What happened to the original
big wedding page?

or

AT&T is Evil: A Rant

Introduction

For those of you who unsuccessfully tried to tap into the big wedding page in the last few weeks, we're sorry for the confusion. Our ISP, AT&T, decided to murder the username AGNIEL (our hero's primary mode of electronic existence), leaving us with no web hosting service and no e-mail. Of course, they waited until we mailed all our save-the-date letters to you with the big wedding page address.

That you found us here in this free, yet far more reliable, domain, is a true testament to your e-sourcefulness.

Background

Would you like to know why AT&T took away AGNIEL? Because we moved. Apparently, only people who live in our old apartment complex can be called AGNIEL. Lucky for us all, it was also Jim's last name!

We know what you're thinking...some computer glitch obviously gummed up the works and mistakenly closed the AGNIEL account. No problem, you're saying to yourself, just have the merry band of idiots at the home office flip the correct switch to get us all back in the ballgame. Ahh, but if it were only so simple, says AT&T. Apparently, the fools running the program at Dallas' onliest broadband ISP are slave to some incredible, master race of computer-beings who defy all human intervention. This explains why there is no way on earth a human employee of the company could possibly entertain the thought of fixing our little problem. Of course, "help" would be tantamount to revolt--obviously the evil computer master race would not stand for the insolence, evaporating any rogue helpful customer service representative with its horrible ISP-ray. Who can blame them?

This all must seem like some kind of bizarre, fluke event, never to be experienced by us or anyone else again. Let us tell you: it has happened to us before, and it will happen to you! See for yourself:  See what happened the last time Jim moved. See what these other 118 people have to say about AT&T Broadband Internet and its customer service...it stinks! Will it ever get better? Probably not

What is required of me, your loyal friend/family member?
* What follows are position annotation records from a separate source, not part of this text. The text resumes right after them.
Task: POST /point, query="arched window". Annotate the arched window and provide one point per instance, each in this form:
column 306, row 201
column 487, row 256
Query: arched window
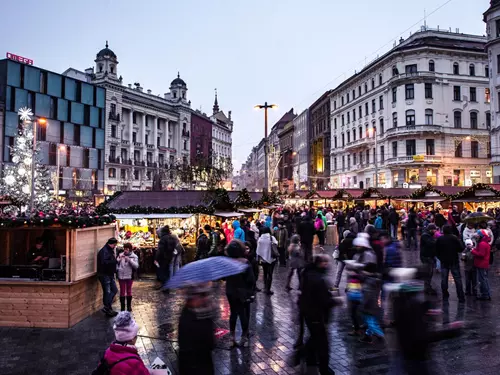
column 472, row 70
column 429, row 117
column 457, row 119
column 473, row 120
column 432, row 67
column 410, row 117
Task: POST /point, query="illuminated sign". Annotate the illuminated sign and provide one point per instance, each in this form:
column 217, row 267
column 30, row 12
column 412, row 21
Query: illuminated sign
column 20, row 59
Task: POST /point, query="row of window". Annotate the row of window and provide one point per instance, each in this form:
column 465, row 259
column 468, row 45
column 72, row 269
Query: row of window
column 411, row 69
column 411, row 149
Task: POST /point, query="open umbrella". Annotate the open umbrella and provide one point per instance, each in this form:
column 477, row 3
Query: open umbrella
column 477, row 217
column 205, row 270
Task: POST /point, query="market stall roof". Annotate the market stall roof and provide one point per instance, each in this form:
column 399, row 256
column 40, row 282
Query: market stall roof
column 227, row 214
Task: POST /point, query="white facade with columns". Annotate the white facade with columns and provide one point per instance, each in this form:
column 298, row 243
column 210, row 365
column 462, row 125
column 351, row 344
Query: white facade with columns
column 144, row 132
column 419, row 114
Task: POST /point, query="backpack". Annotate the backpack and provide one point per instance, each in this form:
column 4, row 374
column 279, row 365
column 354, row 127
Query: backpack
column 104, row 368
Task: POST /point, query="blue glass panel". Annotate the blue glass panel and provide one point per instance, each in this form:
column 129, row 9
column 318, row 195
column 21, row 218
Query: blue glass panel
column 11, row 123
column 54, row 84
column 77, row 111
column 42, row 105
column 100, row 97
column 69, row 89
column 94, row 117
column 31, row 78
column 21, row 99
column 69, row 133
column 62, row 109
column 87, row 94
column 13, row 74
column 86, row 136
column 53, row 132
column 99, row 138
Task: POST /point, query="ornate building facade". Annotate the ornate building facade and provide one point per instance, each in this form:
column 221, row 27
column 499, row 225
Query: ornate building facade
column 419, row 114
column 144, row 132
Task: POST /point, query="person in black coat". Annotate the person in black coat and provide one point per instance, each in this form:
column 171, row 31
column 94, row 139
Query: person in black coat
column 306, row 232
column 196, row 332
column 448, row 248
column 239, row 293
column 315, row 304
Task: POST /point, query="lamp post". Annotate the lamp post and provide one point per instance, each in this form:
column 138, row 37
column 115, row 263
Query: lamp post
column 373, row 132
column 41, row 121
column 265, row 107
column 58, row 156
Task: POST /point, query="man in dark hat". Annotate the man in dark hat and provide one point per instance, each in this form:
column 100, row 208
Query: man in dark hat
column 106, row 269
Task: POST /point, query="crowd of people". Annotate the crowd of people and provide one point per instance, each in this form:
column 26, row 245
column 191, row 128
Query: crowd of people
column 369, row 250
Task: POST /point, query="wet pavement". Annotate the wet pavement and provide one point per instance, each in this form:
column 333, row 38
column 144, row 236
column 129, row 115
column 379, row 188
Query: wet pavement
column 274, row 330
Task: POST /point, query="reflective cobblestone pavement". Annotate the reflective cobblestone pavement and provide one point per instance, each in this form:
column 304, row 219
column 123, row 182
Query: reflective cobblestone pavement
column 76, row 351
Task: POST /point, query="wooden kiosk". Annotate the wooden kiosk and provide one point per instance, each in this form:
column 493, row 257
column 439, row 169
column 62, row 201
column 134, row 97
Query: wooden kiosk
column 58, row 297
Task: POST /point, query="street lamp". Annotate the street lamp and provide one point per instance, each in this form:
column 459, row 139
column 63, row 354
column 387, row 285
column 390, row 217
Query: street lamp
column 61, row 148
column 42, row 121
column 372, row 132
column 265, row 107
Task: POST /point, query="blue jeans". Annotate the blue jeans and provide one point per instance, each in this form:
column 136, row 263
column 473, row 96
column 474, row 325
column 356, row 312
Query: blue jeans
column 484, row 285
column 109, row 289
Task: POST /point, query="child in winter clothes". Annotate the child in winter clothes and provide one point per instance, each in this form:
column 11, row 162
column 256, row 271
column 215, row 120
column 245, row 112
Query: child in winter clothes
column 127, row 263
column 470, row 272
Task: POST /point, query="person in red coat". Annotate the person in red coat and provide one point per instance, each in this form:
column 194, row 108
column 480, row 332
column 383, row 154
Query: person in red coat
column 122, row 354
column 482, row 264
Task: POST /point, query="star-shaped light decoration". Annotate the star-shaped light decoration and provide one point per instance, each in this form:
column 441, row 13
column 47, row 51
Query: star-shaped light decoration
column 25, row 113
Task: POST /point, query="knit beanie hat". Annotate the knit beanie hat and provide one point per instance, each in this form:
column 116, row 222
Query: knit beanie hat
column 125, row 327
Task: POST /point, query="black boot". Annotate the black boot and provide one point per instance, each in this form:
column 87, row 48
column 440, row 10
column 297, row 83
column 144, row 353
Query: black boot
column 129, row 303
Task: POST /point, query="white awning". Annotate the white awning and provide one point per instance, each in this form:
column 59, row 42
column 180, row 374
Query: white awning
column 249, row 210
column 228, row 214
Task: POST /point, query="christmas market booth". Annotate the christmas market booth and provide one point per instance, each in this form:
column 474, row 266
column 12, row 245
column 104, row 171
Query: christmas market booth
column 48, row 268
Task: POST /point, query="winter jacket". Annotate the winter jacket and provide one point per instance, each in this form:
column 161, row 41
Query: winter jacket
column 240, row 286
column 315, row 300
column 126, row 267
column 106, row 261
column 427, row 245
column 448, row 248
column 306, row 231
column 482, row 253
column 239, row 234
column 132, row 366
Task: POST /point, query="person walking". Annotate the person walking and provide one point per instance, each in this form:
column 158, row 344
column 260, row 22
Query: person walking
column 268, row 259
column 315, row 303
column 306, row 232
column 239, row 290
column 427, row 255
column 296, row 260
column 196, row 332
column 282, row 237
column 448, row 248
column 106, row 269
column 127, row 263
column 482, row 264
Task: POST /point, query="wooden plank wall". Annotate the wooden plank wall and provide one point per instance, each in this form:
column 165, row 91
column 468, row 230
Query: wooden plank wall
column 27, row 305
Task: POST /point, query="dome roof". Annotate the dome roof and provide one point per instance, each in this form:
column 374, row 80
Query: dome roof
column 178, row 81
column 106, row 52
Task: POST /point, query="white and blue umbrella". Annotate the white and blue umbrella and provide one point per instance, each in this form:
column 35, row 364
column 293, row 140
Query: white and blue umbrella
column 205, row 270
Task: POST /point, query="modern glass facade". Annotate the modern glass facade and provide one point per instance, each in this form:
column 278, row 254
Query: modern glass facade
column 75, row 113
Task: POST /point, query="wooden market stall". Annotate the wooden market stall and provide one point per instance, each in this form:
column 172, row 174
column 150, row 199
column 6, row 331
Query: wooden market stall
column 59, row 293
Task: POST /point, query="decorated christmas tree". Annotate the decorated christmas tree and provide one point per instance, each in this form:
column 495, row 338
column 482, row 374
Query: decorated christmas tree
column 16, row 178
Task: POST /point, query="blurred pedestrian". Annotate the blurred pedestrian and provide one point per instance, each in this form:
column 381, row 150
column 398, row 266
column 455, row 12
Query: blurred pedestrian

We're glad you axed. Cut up that AT&T Universal Card (we cut ours up this afternoon!). Cancel your AT&T Cable (we're getting Dish Network!). Throw your AT&T Wireless mobile phone into the toilet (preferably with customer service on the other end). Change your AT&T long distance to something--anything--else. Sell your AT&T stock. Don't own any? Sell short! AT&T's crappy service will make you a millionaire.

But please, whatever you do, for the love of everything holy, don't sign up for AT&T Broadband Internet.

You will become addicted to the high speed downloads, and you will not be able to leave when they beat you black and blue like they did to us. Like some pathetic broadband junkie, you will keep coming back for more, thanking them each time you're on hold for 30, 60, even 90 minutes: "No, no, go help someone else first!" you'll exclaim when they finally pick up, your hand shooting terrific pain to the rest of your body. "It's our honor to be your customer!"

You will smile through your tears when they bounce all your e-mail for a month, you will beg them to take your money when the CSRs hang up on you, and you will scream in joy when the technicians track mud across your carpet, then lie to you about your services. We don't know if it's malice or stupidity, but we love them for whatever it is that makes that download so darn quick.

Conclusion

The 8-ball says it best: All signs point to YES, AT&T is evil.